Internal Advisory Tools
Service:
Data Governance Audit
Client:
Corporate
Duration:
6 months
Date:
Feb 6, 2026
The Challenge
Operationalizing AI Governance
A prominent financial services firm sought to integrate generative AI into their fraud detection and customer service workflows. However, the initiative was stalled by a complex web of data silos and regulatory uncertainty. The organization lacked a unified view of their data landscape: sensitive financial records were commingled with public data, consent for AI usage was ambiguous, and retention policies varied across jurisdictions. Without a clear governance framework, the firm could not determine which datasets were "safe" to use, leaving them unable to deploy AI without risking severe regulatory penalties or reputational damage.
Our Approach
We moved beyond simple advisory to build a permanent infrastructure for AI governance. Our engagement focused on two parallel tracks: Data Readiness and Tool Creation.
Data Inventory & Compliance Mapping: We executed a deep-dive inventory of the enterprise data, classifying assets based on sensitivity and utility. We mapped privacy consents, retention schedules, and cross-border transfer restrictions against sector-specific regulations (such as SEC, FINRA, and GDPR) to identify exactly which data was legally cleared for AI training.
Gap Analysis: We identified critical governance gaps, specifically where legacy data policies failed to address the nuances of machine learning, such as model unlearning and algorithmic bias.
Building the "Internal Advisory Engine": To ensure long-term self-sufficiency, we developed a suite of proprietary tools for the client:
AI Diligence Questionnaire: A standardized intake form for product teams to assess risk early in the development cycle.
Control Library: A catalog of specific technical and legal controls required for different AI risk levels.

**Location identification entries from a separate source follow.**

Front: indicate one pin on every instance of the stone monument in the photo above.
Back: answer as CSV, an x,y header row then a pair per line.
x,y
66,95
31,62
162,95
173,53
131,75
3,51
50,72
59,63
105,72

Board-Ready Templates: Executive dashboards and reporting templates designed to translate technical AI risks into clear business metrics for leadership approval.
The Results
Our intervention shifted the client from a reactive stance to a proactive, repeatable operational model:
Accelerated Deployment: The firm successfully launched their pilot AI projects three months ahead of schedule, having pre-cleared the necessary training data.
Repeatable Framework: The client now utilizes the Diligence Questionnaire and Control Library as standard operating procedure for every new AI initiative, reducing legal review time by 40%.
Executive Confidence: The Board-ready templates provided leadership with the visibility needed to approve high-impact projects, knowing that jurisdictional compliance and data privacy risks were systematically managed.